Our cells make many more kinds of proteins than can be accounted for by the relatively modest number of genes in our genome. The key to this protein-coding bounty is alternative splicing, in which one or more transcribed exons—nucleotide sequences that code for a specific segment of the protein—are excluded from the final messenger RNA before it is translated into protein. While the majority of human genes are alternatively spliced, little is known about specific RNA sequences that dictate exclusion of these exons. In a new study, Paula Grabowski and colleagues show that three short sequences, two within the excluded exon and one in an adjacent intron, or non-coding nucleotide sequence, trigger exclusion in at least one gene, and probably a large handful of others as well.

Grabowski and colleagues studied this process in a class of proteins essential for brain function called glutamate receptors. As the name implies the glutamate receptors bind to glutamate, the principal excitatory neurotransmitter in the brain. NMDA glutamate receptors, which play a role in memory formation and neuronal development, are composed of multiple subunits. Within the NR1 subunit, exclusion or inclusion of the CI cassette exon has dramatic functional consequences. The CI exon appears in the forebrain but is virtually absent in the hindbrain. How this differential splicing is regulated is poorly understood.

The authors noted an atypical but highly conserved GGGG motif in the intron just downstream from the splice site that ends the CI exon. When they introduced point mutations in this motif, the exon was included up to four times as often. The rate of exclusion, or silencing, could be dramatically increased by the addition of another GGGG tetrad farther inside the intron.

Systematic mutation within the exon identified a pair of UAGG motifs that also promoted exon silencing, an effect that could be enhanced even further by introducing a third, artificial, UAGG. The pair of UAGG tetrads appears to work in combination with the GGGG tetrad, since without the former sequences, the latter had little power to silence CI expression. Silencing is mediated by binding of UAGG to the ribonucleoprotein hnRNP A1, which also apparently interacts with the GGGG within the intron.
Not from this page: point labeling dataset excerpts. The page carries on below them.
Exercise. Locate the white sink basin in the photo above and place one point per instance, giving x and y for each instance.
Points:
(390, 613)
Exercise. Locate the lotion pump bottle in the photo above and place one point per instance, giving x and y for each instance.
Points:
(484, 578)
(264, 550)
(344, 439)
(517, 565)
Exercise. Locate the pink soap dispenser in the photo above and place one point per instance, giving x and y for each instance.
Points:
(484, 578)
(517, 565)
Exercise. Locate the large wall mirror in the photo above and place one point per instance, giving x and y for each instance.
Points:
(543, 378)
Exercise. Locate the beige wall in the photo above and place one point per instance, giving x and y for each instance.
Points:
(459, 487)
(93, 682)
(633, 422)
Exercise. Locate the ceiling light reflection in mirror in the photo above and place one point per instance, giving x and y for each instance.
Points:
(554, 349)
The authors next did a series of genomic database searches, to identify these motifs in other genes. They reasoned that if the triad was a common means of exon silencing, it should be overrepresented among genes known to undergo alternative splicing. In more than 90,000 exons in human and mouse genomes, they found 16 with the motif pattern, of which three (19%) were known skipped exons. In contrast, among those without the pattern, the proportion of skipped exons was only 5%. They also found that the GGGG motif by itself was overrepresented among skipped exons, indicating it probably plays a significant role in exon exclusion even without its UAGG partners.

These results alone cannot explain why one cell type includes an exon while another excludes it, since the primary transcript in different cell types is the same. Instead, these differences are likely explained by tissue-specific differences in levels of splicing factors or binding proteins. With such small absolute gene numbers, it is clear that the specific trio identified by Grabowski and colleagues is only one of many likely to regulate exon inclusion. In the search for others, this study indicates the value of bioinformatics strategies that employ not only specific sequences, but also spatial configurations.